We will skip old candidate.link entries that are on the already tweeted/posted list.
posts = 0
for candidate in candidates:
if posts >= args.posts:
logger.info(f"Stopping posting after reaching post limit: {posts}")
break
announce = True
for old in tweeted:
if candidate.link == old:
logger.info(f"Disregard already published: {old}")
announce = False
break
if announce:
logger.debug(f"Prepare post: {candidate.link}")
bsky_post(client, candidate, args.dryrun)
posts = posts + 1
logger.info("Terminating normally.
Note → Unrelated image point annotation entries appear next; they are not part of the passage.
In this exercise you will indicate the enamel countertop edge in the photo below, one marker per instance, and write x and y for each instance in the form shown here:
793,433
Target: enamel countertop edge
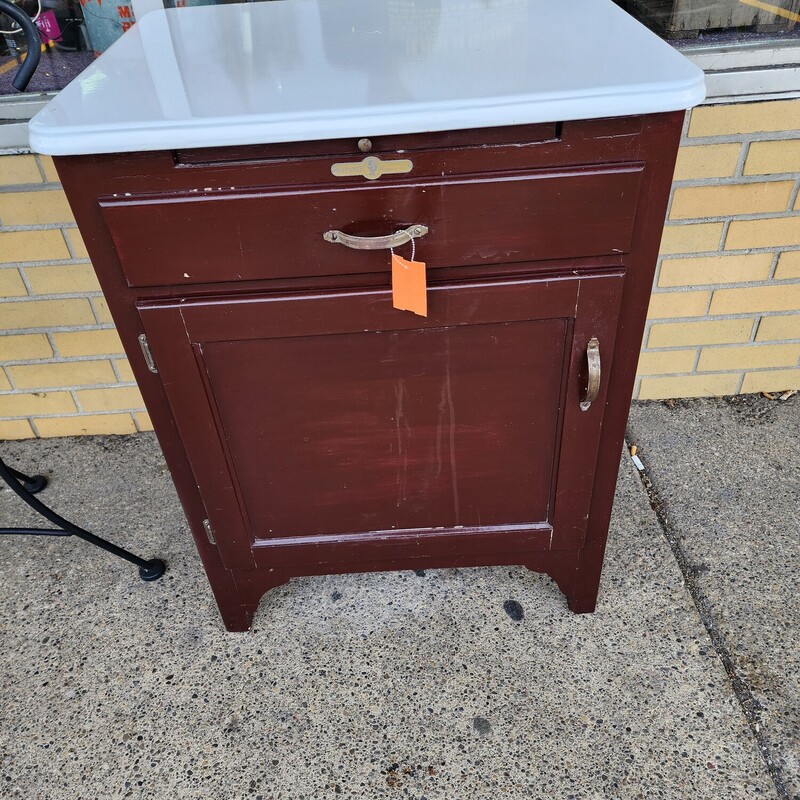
89,141
169,83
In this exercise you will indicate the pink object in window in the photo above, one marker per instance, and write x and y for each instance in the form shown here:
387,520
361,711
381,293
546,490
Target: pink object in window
48,25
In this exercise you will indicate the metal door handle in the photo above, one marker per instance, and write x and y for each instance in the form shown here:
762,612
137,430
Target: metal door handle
376,242
593,368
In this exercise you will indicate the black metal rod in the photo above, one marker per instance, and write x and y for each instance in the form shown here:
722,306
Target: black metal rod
37,505
33,42
33,532
21,476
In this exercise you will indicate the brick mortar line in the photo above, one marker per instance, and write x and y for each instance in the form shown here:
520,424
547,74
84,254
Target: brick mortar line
84,328
794,194
64,296
43,171
711,372
19,188
718,345
734,218
735,180
711,287
747,701
70,387
59,359
747,137
53,262
32,227
744,153
72,415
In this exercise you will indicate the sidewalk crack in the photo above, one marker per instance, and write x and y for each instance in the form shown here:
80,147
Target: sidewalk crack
749,704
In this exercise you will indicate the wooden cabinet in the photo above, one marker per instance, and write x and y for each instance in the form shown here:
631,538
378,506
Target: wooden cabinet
311,427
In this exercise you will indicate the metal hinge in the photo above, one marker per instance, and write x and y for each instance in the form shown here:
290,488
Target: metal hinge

Thanks for All the Fish!")
Posting the announcement is rather easy using client.send_post(),
AppBskyEmbedExternal.Main and AppBskyEmbedExternal.External.
NOTE: I did run into some complications with reading an outdated documentation somewhere, so I had a few
__pydantic_validator__issues until I got the code correctly aligned with the current SDK)
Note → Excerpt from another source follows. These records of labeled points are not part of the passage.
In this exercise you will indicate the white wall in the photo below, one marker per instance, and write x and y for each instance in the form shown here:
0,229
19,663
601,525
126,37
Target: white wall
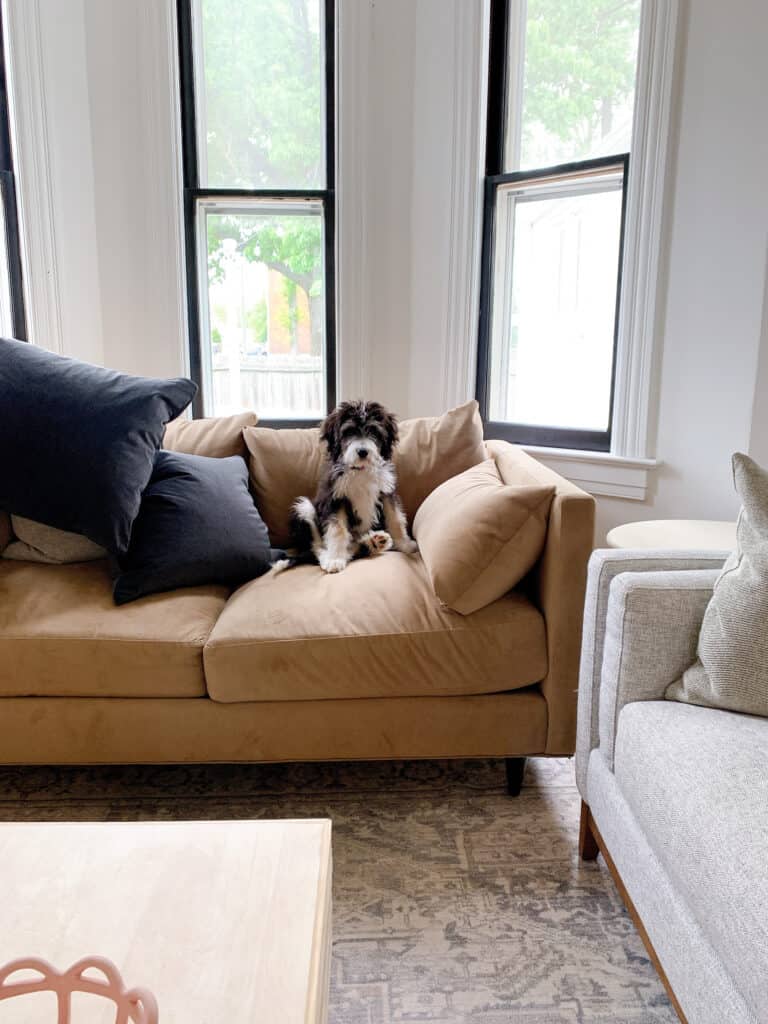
103,100
412,78
713,324
94,95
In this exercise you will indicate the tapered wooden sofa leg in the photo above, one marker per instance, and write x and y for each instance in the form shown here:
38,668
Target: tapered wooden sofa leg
588,848
515,772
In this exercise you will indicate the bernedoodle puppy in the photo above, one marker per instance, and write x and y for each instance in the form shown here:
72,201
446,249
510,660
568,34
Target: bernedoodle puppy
356,511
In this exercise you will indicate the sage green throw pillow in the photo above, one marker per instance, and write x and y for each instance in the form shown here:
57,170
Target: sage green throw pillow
731,671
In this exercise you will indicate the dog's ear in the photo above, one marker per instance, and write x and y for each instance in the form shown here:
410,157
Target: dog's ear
389,426
331,432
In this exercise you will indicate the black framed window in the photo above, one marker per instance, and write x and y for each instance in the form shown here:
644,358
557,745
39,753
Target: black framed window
257,110
12,316
561,91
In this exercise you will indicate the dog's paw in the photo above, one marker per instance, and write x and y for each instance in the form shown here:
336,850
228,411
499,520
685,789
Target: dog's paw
407,546
377,542
332,564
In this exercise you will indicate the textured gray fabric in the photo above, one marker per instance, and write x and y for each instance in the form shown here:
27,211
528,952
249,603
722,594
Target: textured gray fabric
696,781
604,565
695,970
731,670
649,632
37,543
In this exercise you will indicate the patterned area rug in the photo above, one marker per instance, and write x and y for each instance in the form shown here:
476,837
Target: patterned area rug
453,903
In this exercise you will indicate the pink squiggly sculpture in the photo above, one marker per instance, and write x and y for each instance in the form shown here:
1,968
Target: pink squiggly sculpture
134,1005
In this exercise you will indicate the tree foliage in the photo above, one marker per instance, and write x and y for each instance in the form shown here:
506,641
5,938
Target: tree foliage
263,114
580,66
264,130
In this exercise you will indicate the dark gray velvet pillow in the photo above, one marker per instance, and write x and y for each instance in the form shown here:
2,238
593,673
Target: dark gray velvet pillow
78,441
198,524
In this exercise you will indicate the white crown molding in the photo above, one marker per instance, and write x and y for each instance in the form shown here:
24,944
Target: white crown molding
465,206
598,472
638,322
163,178
352,286
29,128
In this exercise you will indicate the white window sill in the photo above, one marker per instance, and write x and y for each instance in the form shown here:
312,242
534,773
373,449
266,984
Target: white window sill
598,472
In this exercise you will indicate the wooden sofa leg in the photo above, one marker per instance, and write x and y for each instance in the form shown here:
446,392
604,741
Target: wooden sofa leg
588,848
515,771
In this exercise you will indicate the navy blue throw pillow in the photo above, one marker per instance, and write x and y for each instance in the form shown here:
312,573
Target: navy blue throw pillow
78,441
198,524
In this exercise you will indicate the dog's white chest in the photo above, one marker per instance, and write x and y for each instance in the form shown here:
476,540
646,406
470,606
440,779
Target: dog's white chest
361,489
363,493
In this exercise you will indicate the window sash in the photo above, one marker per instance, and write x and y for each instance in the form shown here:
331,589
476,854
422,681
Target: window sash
199,198
587,177
507,32
295,207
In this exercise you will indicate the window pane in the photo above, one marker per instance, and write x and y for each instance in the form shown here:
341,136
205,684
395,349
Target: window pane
259,94
264,315
572,80
556,265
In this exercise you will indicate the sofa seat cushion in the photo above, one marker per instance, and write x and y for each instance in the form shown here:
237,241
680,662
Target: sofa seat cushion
696,780
61,635
374,630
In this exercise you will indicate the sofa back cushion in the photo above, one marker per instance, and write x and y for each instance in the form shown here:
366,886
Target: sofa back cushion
478,537
34,542
286,464
433,449
731,671
283,464
216,437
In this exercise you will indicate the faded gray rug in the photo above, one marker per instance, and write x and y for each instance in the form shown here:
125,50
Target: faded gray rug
453,902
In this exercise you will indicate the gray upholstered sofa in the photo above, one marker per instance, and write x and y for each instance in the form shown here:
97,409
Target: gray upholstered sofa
675,797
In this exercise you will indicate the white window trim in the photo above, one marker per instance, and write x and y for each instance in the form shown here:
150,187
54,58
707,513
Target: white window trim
625,471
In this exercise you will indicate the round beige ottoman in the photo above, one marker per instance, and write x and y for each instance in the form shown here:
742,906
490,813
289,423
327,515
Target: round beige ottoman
683,535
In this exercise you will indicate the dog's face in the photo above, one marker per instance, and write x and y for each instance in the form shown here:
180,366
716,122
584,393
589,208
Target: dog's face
359,434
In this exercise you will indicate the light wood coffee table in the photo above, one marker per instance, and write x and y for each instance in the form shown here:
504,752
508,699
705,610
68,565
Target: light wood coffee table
226,922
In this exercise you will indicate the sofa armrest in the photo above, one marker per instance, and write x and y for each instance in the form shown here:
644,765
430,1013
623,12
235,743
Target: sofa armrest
559,581
604,566
5,530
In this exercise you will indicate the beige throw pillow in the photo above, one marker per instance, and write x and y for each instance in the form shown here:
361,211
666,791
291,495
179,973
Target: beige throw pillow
731,671
283,465
478,537
217,437
37,543
433,449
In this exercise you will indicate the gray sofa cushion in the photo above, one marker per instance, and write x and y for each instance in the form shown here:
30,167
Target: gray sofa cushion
731,670
696,780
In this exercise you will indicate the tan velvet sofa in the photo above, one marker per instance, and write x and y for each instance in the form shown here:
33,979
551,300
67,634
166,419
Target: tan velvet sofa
299,667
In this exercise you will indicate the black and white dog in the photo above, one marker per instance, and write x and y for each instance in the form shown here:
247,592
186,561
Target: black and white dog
356,511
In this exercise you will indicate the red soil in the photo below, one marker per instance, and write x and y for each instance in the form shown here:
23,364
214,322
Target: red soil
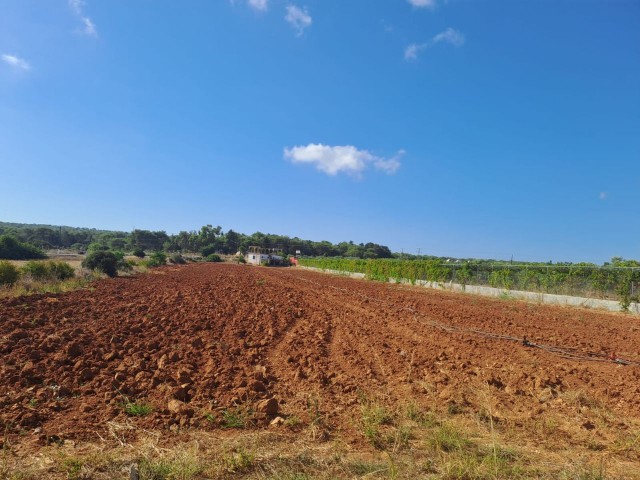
202,338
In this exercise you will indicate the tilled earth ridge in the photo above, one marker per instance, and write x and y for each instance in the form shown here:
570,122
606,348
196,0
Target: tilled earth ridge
195,340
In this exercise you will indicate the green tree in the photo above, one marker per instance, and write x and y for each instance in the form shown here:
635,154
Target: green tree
102,261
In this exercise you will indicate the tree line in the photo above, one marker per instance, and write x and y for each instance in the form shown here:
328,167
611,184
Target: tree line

def bsky_post(client, candidate, dryrun):
c_title = candidate.title
c_description = candidate.description
c_uri = candidate.link
#...specific to our podcast, ignore...
c_desc = re.sub(r"Lyssna mp3, längd: ", "", c_description)
c_desc = re.sub(r" Innehåll ", " ", c_desc)
logger.debug(f"c_title: {c_title}")
logger.debug(f"c_description: {c_description}")
logger.debug(f"c_desc: {c_desc}")
logger.debug(f"c_uri: {c_uri}")
embed_external = models.AppBskyEmbedExternal.Main(
external = models.AppBskyEmbedExternal.External(
title = c_title,
description = c_desc,
uri = c_uri,
)
)
text = "📣 " + c_title + " 📣 " + c_desc
text300 = truncate( text, 300 )
if dryrun:
logger.info(f"Dry-run post: {c_uri}")
else:
logger.info(f"Post: {c_uri}")
post = client.send_post( text=text300, embed=embed_external )
logger.info(f"post.uri: {post.uri}")
logger.info(f"post.cid: {post.cid}")
Truncating the text to the 300-limit is done as follows:
def truncate( text, maxlen ):
if len(text) < maxlen:
return text
idx = text.rfind(" ", 0, maxlen-3)
return text[:idx] + "..."
An observant code reviewer can easily come up with cases where the truncation will break on evil input… So room for future improvements!
Dependencies
feedparser.
Consumes RSS using feedparser.
This part was fairly easy as I have a bunch of earlier RSS processing projects,
parts of the code was just copy-paste similar code.
atproto.
Reads and Posts to Bluesky using The AT Proto SDK for Python.